Pedregal agrees with the skeptics. "I never would've entered this space if what I wanted to do was just to generate meeting notes," he told Bloomberg. "It was a commoditized, oversaturated space before we started Granola, let alone now."
His pitch: the transcript itself holds limited value. What matters is the layer on top. Granola combines typed notes with AI-generated summaries, giving users editorial control rather than handing them a passive recording. The company processes millions of minutes of conversation each day. Shared workspaces and pooled folders feed more context into its models over time.
AI startups captured 41 percent of all venture capital on Carta last year. Most of it flowed to frontier model companies like OpenAI and Anthropic. Granola is betting that an application-layer startup, one that sits between the models and the people who spend their days in meetings, can build something durable in that gap.
Fifty-five employees. A product that started as a notepad. A valuation that jumped six times in under a year. What Pedregal is building, if he pulls it off, is not a meeting recorder. It's a company's institutional memory.
Frequently Asked Questions
What is Granola?
Granola is an AI notetaking app that combines typed notes with AI-generated transcription summaries. Unlike other meeting recorders, it gives users editorial control over the output and doesn't join calls as a visible bot.

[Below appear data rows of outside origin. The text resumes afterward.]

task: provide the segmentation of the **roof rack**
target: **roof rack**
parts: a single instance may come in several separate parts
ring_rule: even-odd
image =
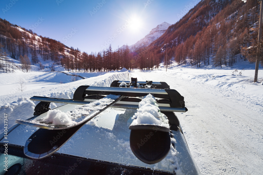
[[[119,86],[121,83],[121,83],[123,82],[118,80],[114,81],[112,83],[111,86],[118,86],[118,84]],[[128,81],[124,82],[126,83],[130,83]],[[149,82],[150,83],[149,83]],[[151,83],[151,82],[138,82],[137,83],[144,85],[145,84],[145,86],[147,86]],[[48,103],[83,105],[102,98],[106,95],[112,94],[130,97],[118,102],[111,107],[136,109],[139,108],[139,102],[141,100],[141,97],[150,94],[155,97],[156,103],[161,111],[185,112],[188,110],[185,107],[184,97],[176,90],[170,89],[169,86],[165,82],[152,82],[150,86],[159,88],[148,88],[146,87],[140,88],[125,88],[116,87],[107,87],[82,86],[75,91],[73,99],[34,96],[30,98],[30,99],[46,102],[46,103],[42,104],[40,107],[38,106],[38,106],[38,108],[36,106],[35,109],[36,111],[40,110],[44,112],[46,111],[45,110],[48,108],[48,106],[46,106]],[[163,89],[164,87],[169,88],[164,89]],[[43,105],[46,103],[47,105]],[[48,104],[49,106],[49,104]],[[42,108],[42,106],[44,107]]]
[[[147,85],[146,83],[148,81],[146,81],[146,82],[138,81],[137,82],[137,83],[140,84],[140,85],[144,86]],[[111,84],[110,84],[110,87],[119,87],[120,84],[123,82],[125,82],[127,85],[129,85],[131,83],[131,81],[129,81],[115,80]],[[153,82],[152,86],[155,87],[155,89],[164,89],[170,88],[170,86],[165,82]]]

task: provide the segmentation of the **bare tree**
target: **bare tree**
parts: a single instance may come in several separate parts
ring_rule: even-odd
[[[19,77],[19,79],[18,82],[18,87],[19,90],[23,92],[23,91],[26,90],[26,85],[25,84],[25,82],[21,77]]]

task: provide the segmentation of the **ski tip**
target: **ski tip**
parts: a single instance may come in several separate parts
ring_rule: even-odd
[[[169,132],[170,129],[166,127],[158,125],[149,124],[140,124],[136,125],[130,125],[129,129],[131,130],[145,130],[152,131],[155,132],[156,131]]]
[[[138,125],[137,125],[138,126]],[[169,132],[161,127],[162,129],[153,129],[151,126],[140,126],[131,129],[130,135],[130,146],[133,152],[137,158],[148,164],[158,163],[164,158],[170,151],[171,139]],[[155,126],[155,127],[156,126]],[[148,127],[148,128],[147,128]],[[146,128],[146,129],[145,129]]]

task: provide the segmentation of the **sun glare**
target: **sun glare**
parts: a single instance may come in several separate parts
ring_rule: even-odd
[[[141,28],[142,23],[139,17],[133,16],[131,18],[130,21],[131,23],[129,27],[132,31],[138,31]]]

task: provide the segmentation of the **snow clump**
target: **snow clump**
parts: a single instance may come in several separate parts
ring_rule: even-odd
[[[71,120],[69,114],[60,110],[53,109],[48,112],[43,121],[51,122],[55,125],[72,125],[77,124],[77,122]]]
[[[144,97],[139,103],[139,108],[137,110],[132,118],[134,120],[131,126],[150,124],[169,128],[168,120],[164,115],[163,114],[163,117],[161,116],[155,98],[151,94],[149,94]]]

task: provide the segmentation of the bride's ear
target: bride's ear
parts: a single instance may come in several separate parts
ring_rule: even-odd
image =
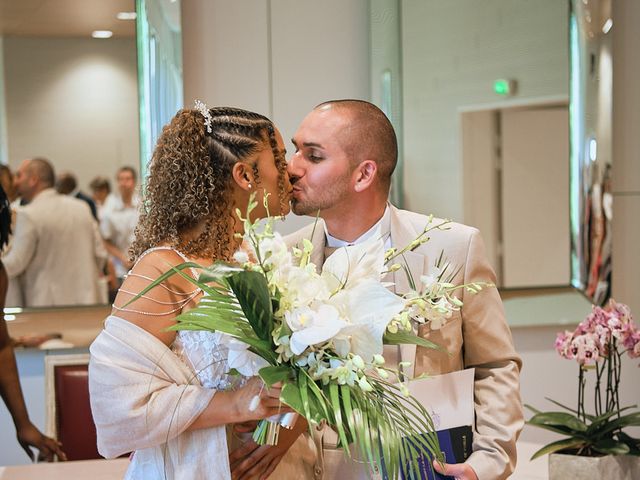
[[[236,182],[238,187],[242,190],[251,192],[256,187],[255,178],[253,176],[253,169],[245,162],[236,162],[231,169],[231,176],[233,181]]]

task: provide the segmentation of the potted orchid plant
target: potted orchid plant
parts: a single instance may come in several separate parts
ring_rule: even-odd
[[[554,400],[560,411],[534,412],[528,423],[565,438],[538,450],[532,459],[549,458],[549,478],[640,478],[640,439],[625,432],[640,426],[636,405],[620,405],[622,358],[640,357],[640,330],[628,306],[611,300],[592,312],[571,331],[558,334],[555,348],[578,363],[578,404],[570,408]],[[587,376],[594,378],[593,414],[585,409]]]

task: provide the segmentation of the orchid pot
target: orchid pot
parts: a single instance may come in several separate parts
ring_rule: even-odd
[[[558,334],[556,351],[578,363],[578,402],[571,408],[548,399],[560,410],[534,415],[530,425],[564,438],[538,450],[532,459],[550,454],[549,478],[639,479],[640,439],[625,431],[640,426],[637,405],[620,405],[622,357],[640,357],[640,330],[629,307],[611,300],[606,308],[593,307],[575,331]],[[594,376],[595,412],[585,409],[586,380]]]

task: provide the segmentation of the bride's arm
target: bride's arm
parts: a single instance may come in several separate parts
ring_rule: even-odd
[[[187,430],[261,420],[291,411],[280,403],[280,386],[267,388],[256,377],[238,390],[216,392],[207,408]]]

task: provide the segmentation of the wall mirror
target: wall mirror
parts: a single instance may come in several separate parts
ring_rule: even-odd
[[[0,0],[0,162],[48,158],[85,193],[125,165],[144,178],[182,106],[180,40],[178,1]]]
[[[606,199],[599,223],[585,222],[594,176],[595,190],[605,190],[610,165],[610,8],[602,3],[371,3],[372,95],[378,105],[396,98],[394,88],[401,98],[388,110],[403,146],[397,203],[480,228],[507,313],[515,305],[524,324],[580,318],[607,288],[605,268],[600,287],[587,288],[585,257],[610,243]],[[389,38],[395,50],[381,46]],[[591,138],[596,162],[585,161]],[[586,233],[594,228],[600,233]],[[598,245],[587,247],[585,236]]]

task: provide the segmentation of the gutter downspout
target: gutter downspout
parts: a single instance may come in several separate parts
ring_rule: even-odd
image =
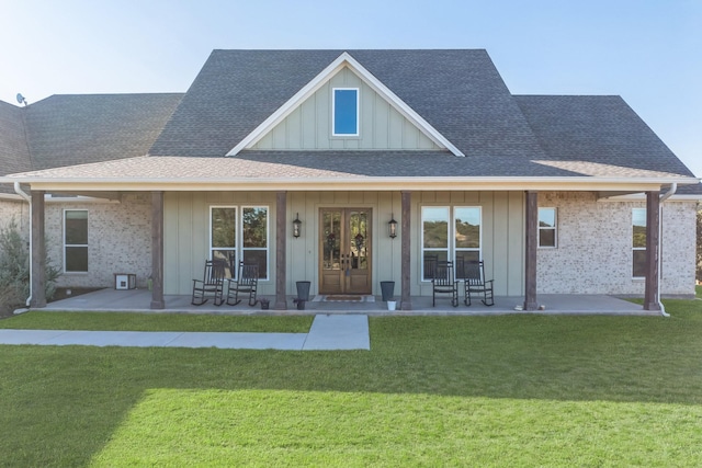
[[[656,292],[656,299],[658,300],[658,307],[660,307],[660,315],[664,317],[670,317],[670,313],[666,312],[666,307],[660,301],[660,270],[663,264],[663,258],[660,255],[663,248],[663,203],[666,199],[670,198],[670,196],[675,195],[677,191],[678,183],[673,182],[672,184],[670,184],[670,189],[668,189],[668,192],[660,196],[660,202],[658,205],[658,271],[656,272],[656,274],[658,275],[658,281],[656,282],[658,284],[658,290]]]
[[[30,307],[32,301],[32,197],[20,187],[19,182],[14,183],[14,192],[30,204],[30,297],[26,298],[25,303],[26,307]]]

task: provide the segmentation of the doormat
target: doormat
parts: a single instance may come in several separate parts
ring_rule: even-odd
[[[375,296],[342,294],[319,295],[313,299],[313,303],[375,303]]]
[[[363,301],[363,296],[325,296],[325,301],[327,303],[361,303]]]

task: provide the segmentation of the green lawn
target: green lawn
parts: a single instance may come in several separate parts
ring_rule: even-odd
[[[702,301],[666,306],[372,318],[370,352],[0,346],[0,466],[702,466]]]

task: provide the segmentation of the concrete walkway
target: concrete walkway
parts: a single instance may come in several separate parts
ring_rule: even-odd
[[[226,350],[370,350],[369,318],[315,316],[308,333],[0,330],[0,344],[45,346],[219,347]]]

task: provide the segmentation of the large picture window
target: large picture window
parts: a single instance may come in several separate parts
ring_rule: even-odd
[[[539,208],[539,247],[556,247],[556,208]]]
[[[477,206],[424,206],[421,209],[422,272],[430,281],[437,262],[454,262],[456,277],[462,277],[465,262],[482,258],[482,212]]]
[[[236,277],[239,261],[256,263],[259,278],[269,274],[269,226],[265,206],[213,206],[210,210],[211,259],[225,260],[227,277]]]
[[[64,212],[64,272],[88,272],[88,210]]]
[[[331,107],[332,135],[359,136],[359,89],[335,88]]]
[[[632,209],[632,276],[646,276],[646,208]]]

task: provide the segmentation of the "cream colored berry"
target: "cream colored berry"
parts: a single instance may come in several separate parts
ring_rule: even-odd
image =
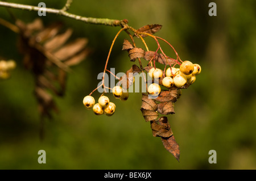
[[[194,64],[194,70],[193,71],[192,74],[196,75],[201,73],[201,66],[197,64]]]
[[[196,81],[196,75],[193,75],[190,79],[188,79],[187,83],[189,85],[191,85],[195,81]]]
[[[177,74],[174,78],[174,83],[177,87],[183,86],[187,82],[187,78],[182,74]]]
[[[158,68],[151,68],[148,71],[148,75],[155,79],[160,78],[163,77],[163,71]]]
[[[175,74],[176,72],[178,71],[179,69],[176,69],[175,68],[168,68],[166,70],[166,76],[173,77]]]
[[[106,96],[101,96],[100,98],[98,98],[98,103],[100,104],[100,105],[101,106],[102,108],[104,108],[109,105],[109,99]]]
[[[174,84],[174,79],[170,77],[166,77],[163,79],[162,83],[164,87],[170,88]]]
[[[150,77],[153,78],[153,72],[154,71],[155,71],[155,68],[151,68],[150,70],[148,71],[148,75]]]
[[[149,94],[156,96],[161,92],[161,87],[160,87],[160,86],[158,84],[153,83],[148,86],[147,91]]]
[[[93,106],[93,111],[96,115],[101,115],[104,113],[102,107],[99,103]]]
[[[184,74],[189,75],[192,74],[194,70],[194,65],[191,61],[186,60],[180,65],[180,70]]]
[[[95,104],[95,99],[92,96],[87,95],[84,98],[82,103],[87,109],[90,109]]]
[[[191,77],[192,77],[192,74],[188,74],[188,75],[186,75],[184,73],[181,71],[180,70],[179,70],[178,73],[179,73],[179,74],[181,74],[181,75],[183,75],[185,76],[187,78],[187,80],[191,78]]]
[[[119,99],[123,94],[123,90],[120,86],[115,86],[112,89],[112,92],[115,98]]]
[[[129,93],[128,92],[123,92],[123,94],[122,94],[120,99],[122,100],[126,100],[128,99],[129,97]]]
[[[107,116],[112,116],[115,112],[115,105],[112,102],[109,102],[109,106],[104,108],[104,113]]]

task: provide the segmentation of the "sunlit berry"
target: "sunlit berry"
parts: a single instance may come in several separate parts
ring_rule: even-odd
[[[194,64],[194,71],[192,72],[192,74],[196,75],[201,73],[201,66],[197,64]]]
[[[160,87],[160,86],[158,84],[153,83],[148,86],[147,91],[150,95],[157,96],[161,92],[161,87]]]
[[[120,86],[115,86],[112,89],[112,92],[115,98],[119,99],[123,94],[123,90]]]
[[[84,98],[82,103],[87,109],[90,109],[95,104],[95,99],[92,96],[87,95]]]
[[[98,102],[102,108],[104,108],[109,105],[109,99],[106,96],[102,95],[98,98]]]
[[[191,74],[194,70],[194,65],[191,61],[184,61],[180,66],[180,70],[184,74]]]
[[[102,107],[99,103],[93,106],[93,111],[96,115],[101,115],[104,113]]]
[[[174,83],[177,87],[183,86],[187,82],[187,78],[182,74],[177,74],[174,78]]]
[[[109,105],[104,108],[104,113],[107,116],[112,116],[115,111],[115,105],[112,102],[109,102]]]
[[[174,84],[174,79],[170,77],[166,77],[163,79],[162,83],[164,87],[170,88]]]

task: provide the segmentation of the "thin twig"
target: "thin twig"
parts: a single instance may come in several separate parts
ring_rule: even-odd
[[[0,1],[0,6],[34,11],[43,10],[47,13],[60,15],[80,20],[86,23],[104,24],[111,26],[121,26],[121,27],[123,27],[123,24],[126,24],[126,21],[125,20],[110,19],[107,18],[88,18],[79,16],[76,14],[68,12],[65,11],[65,10],[67,10],[69,8],[69,7],[70,6],[70,4],[69,6],[68,6],[69,3],[71,3],[72,1],[68,1],[68,2],[67,2],[66,3],[66,5],[63,7],[63,9],[61,10],[53,8],[41,7],[34,6],[25,5],[22,4],[18,4],[2,1]]]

How much funding has Granola raised in total?
About $192 million across four rounds. A $4.25 million seed in May 2023, $20 million Series A in October 2024, $43 million Series B in May 2025, and $125 million in this latest round led by Index Ventures.
What is Granola's current valuation?
$1.5 billion as of March 2026. That is six times the $250 million valuation from its Series B less than a year earlier.
What are Granola's planned agentic AI features?
CEO Chris Pedregal said Granola will introduce features within the next year that let users take actions based on information stored in their notes, moving beyond passive transcription and summaries. He did not share specifics.
Who are Granola's main competitors?
The AI meeting notetaker market includes Fathom, Fireflies, Read AI, Otter, and newer entrants like Talat. Hardware devices from Plaud and Mobvoi also compete for in-person meeting recording.